Non-ROS Threads#
The thread configurator can also manage scheduling for threads that are not part of any ROS 2 executor — for example, sensor driver threads or custom worker threads.
Each non-ROS thread reports its TID and a logical name to the configurator daemon, which then applies the scheduling parameters defined in the YAML configuration. Clients are available for both C++ and Rust.
C++#
Use agnocast_cie_thread_configurator::spawn_non_ros2_thread instead of std::thread to create the thread. This function automatically reports the thread's ID to the configurator so that scheduling parameters can be applied.
#include "agnocast_cie_thread_configurator/cie_thread_configurator.hpp"
// Instead of:
// std::thread t(my_worker_function, arg1, arg2);
// Use:
std::thread t = agnocast_cie_thread_configurator::spawn_non_ros2_thread(
"my_worker", // unique thread name (must match YAML config)
my_worker_function,
arg1, arg2);
The thread_name must be unique among all threads managed by the configurator, and must match the name field in the YAML configuration.
CMake#
Add agnocast_cie_thread_configurator as a dependency:
find_package(agnocast_cie_thread_configurator REQUIRED)

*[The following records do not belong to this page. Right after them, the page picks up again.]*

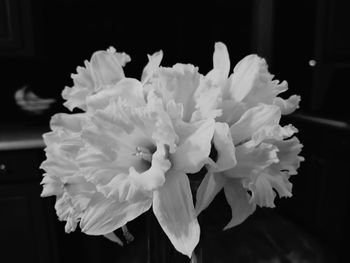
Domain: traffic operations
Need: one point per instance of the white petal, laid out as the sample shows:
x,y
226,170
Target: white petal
x,y
173,207
105,68
238,199
288,154
154,177
254,119
226,158
287,106
69,122
262,192
128,89
208,98
252,160
194,146
244,75
152,66
75,97
221,64
180,83
113,237
207,190
106,215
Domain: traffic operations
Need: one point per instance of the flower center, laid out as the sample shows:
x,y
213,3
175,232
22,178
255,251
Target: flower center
x,y
143,153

ament_target_dependencies(your_target agnocast_cie_thread_configurator)
Rust#
A pure-Rust client crate (agnocast_cie_thread_configurator_client) implements the same protocol for Rust programs. It exposes two entry points:
spawn_non_ros2_thread(thread_name, closure)— spawns a thread that reports itself to the configurator, then runs the closure; returns itsJoinHandle<T>. This is the Rust counterpart of the C++ function.report_current_thread(thread_name)— reports the calling thread. Use this for threads that are not created viaspawn_non_ros2_thread, such as themainthread.

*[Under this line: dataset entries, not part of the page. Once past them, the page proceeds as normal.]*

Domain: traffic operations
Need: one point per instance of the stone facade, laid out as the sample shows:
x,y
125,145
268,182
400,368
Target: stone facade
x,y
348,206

use agnocast_cie_thread_configurator_client::{report_current_thread, spawn_non_ros2_thread};
fn main() {
// Report a thread created outside spawn_non_ros2_thread (e.g. main).
report_current_thread("main_thread");
// Spawn a managed worker thread.
let handle = spawn_non_ros2_thread("my_worker", || {
// worker body
});
handle.join().unwrap();
}
As with C++, thread_name must be unique among all threads managed by the configurator, and must match the name field in the YAML configuration.
Cargo#
The crate lives in the Agnocast repository under src/agnocast_cie_thread_configurator/rust/ and is built standalone with Cargo (it has no package.xml, so colcon ignores it). Add it as a Git dependency:
[dependencies]
agnocast_cie_thread_configurator_client = { git = "https://github.com/autowarefoundation/agnocast.git" }
The crate is dependency-light (only libc and log) and links against neither Agnocast, ROS 2, nor DDS, so it can be statically linked — for example against x86_64-unknown-linux-musl. Reporting is best-effort: if the configurator daemon is not running, the failure is logged through the log crate and the thread runs normally.
Toggling Agnocast on and off#
The crate performs no gating of its own — it always reports when called, and whether to call it at all is decided entirely on the consumer side. The recommended pattern is to make it an optional dependency behind a Cargo feature that is off by default, so the program can be built either with or without Agnocast (for example, to ship a statically-linked binary in an environment where Agnocast is not installed):
[dependencies]
agnocast_cie_thread_configurator_client = { git = "https://github.com/autowarefoundation/agnocast.git", optional = true }
[features]
default = []
agnocast = ["dep:agnocast_cie_thread_configurator_client"]
Gate the calls on that feature so they compile out completely when it is disabled:
#[cfg(feature = "agnocast")]
use agnocast_cie_thread_configurator_client::report_current_thread;
fn main() {
#[cfg(feature = "agnocast")]
report_current_thread("main_thread");
// ... rest of the program runs identically with or without the feature ...
}
Build with Agnocast off (default) or on:
cargo build # Agnocast off: crate is not compiled in
cargo build --features agnocast # Agnocast on: threads are reported
When the feature is off, the crate is neither compiled nor linked. When it is on, reporting still degrades gracefully if the configurator daemon is absent (see above).
YAML Configuration#
Configure non-ROS threads under the non_ros_threads section:
non_ros_threads:
- name: my_worker
policy: SCHED_FIFO
priority: 85
affinity: [3]
The fields are the same as callback_groups except name is used instead of id. All scheduling policies including SCHED_DEADLINE are supported. See the YAML Specification for details.
Prerun Mode#
Non-ROS threads are also discovered by the prerun mode and included in the generated template.yaml.